Leitsatz

Aufwendungen für die Unterbringung eines verhaltensauffälligen Jugendlichen in einer sozialtherapeutischen Wohngruppe können nur dann als außergewöhnliche Belastung anerkannt werden, wenn durch ein vor der Unterbringung ausgestelltes amts- oder vertrauensärztliches Gutachten nachgewiesen wird, dass die Verhaltensauffälligkeiten auf einer Krankheit beruhen und die Unterbringung in der Wohngruppe medizinisch notwendig ist.

 

Sachverhalt

Die Steuerpflichtigen machten für 1998 die Aufwendungen für die Unterbringung ihres damals 16-jährigen Sohns in einer sozialtherapeutischen Wohngruppe als außergewöhnliche Belastung geltend. Sie legten dazu nachträgliche Bescheinigungen einer Fachärztin und einer Amtsärztin aus 2000 bzw. 2001 vor, die das Finanzamt nicht anerkannte, weil das amtsärztliche Attest erst nach der Behandlung ausgestellt worden sei. Das FG gab dagegen der Klage statt. Es sah die Zwangsläufigkeit der Behandlung durch die nachträgliche amtsärztliche Bescheinigung als nachgewiesen an.

 

Entscheidung

Auf die Revision des Finanzamts wurde das Urteil aufgehoben und die Klage abgewiesen. Der BFH betont zunächst, dass Krankheitskosten ohne Rücksicht auf die Art und Ursache der Erkrankung aus tatsächlichen Gründen zwangsläufig entstehen und alle Aufwendungen für die Heilbehandlung typisierend als außergewöhnliche Belastung abziehbar sind. Zugleich bestätigt der BFH seine ständige Rechtsprechung, wonach bei Maßnahmen, die nicht eindeutig nur der Heilung und Linderung einer Krankheit dienen können und deren medizinische Erforderlichkeit daher nur schwer zu beurteilen ist, grundsätzlich ein vor der Behandlung ausgestelltes amts- oder vertrauensärztliches Gutachten erforderlich ist, aus dem sich die Krankheit und die medizinische Notwendigkeit der Behandlung ergeben. Da die Unterbringung in einer sozialtherapeutischen Wohngruppe nicht nur krankheitsbedingt, sondern auch aus pädagogischen oder weltanschaulichen Gründen veranlasst sein kann, hält der BFH im Streitfall die Vorlage eines vorherigen amtsärztlichen Attests für unabdingbar.

 

Praxishinweis

Es bleibt somit dabei, dass ein erst nachträglich ausgestelltes amtsärztliches Attest nicht ausreicht, um die medizinische Notwendigkeit einer nicht eindeutig medizinisch indizierten Maßnahme nachzuweisen.
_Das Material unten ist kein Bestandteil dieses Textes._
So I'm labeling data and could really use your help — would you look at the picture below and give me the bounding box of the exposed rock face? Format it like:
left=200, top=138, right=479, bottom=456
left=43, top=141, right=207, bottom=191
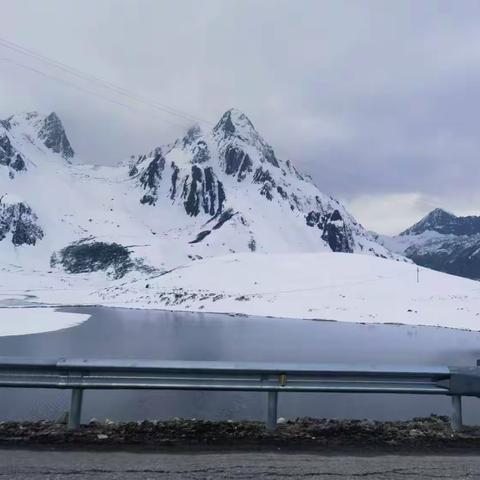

Ein nachträglich ausgestelltes amtsärztliches Attest lässt der BFH ausnahmsweise dann zu, wenn von dem Steuerpflichtigen nicht erwartet werden konnte, dass er die Notwendigkeit der vorherigen amtsärztlichen Begutachtung erkennt, weil dieses Erfordernis für bestimmte Aufwendungen erstmals vom BFH aufgestellt wurde[1].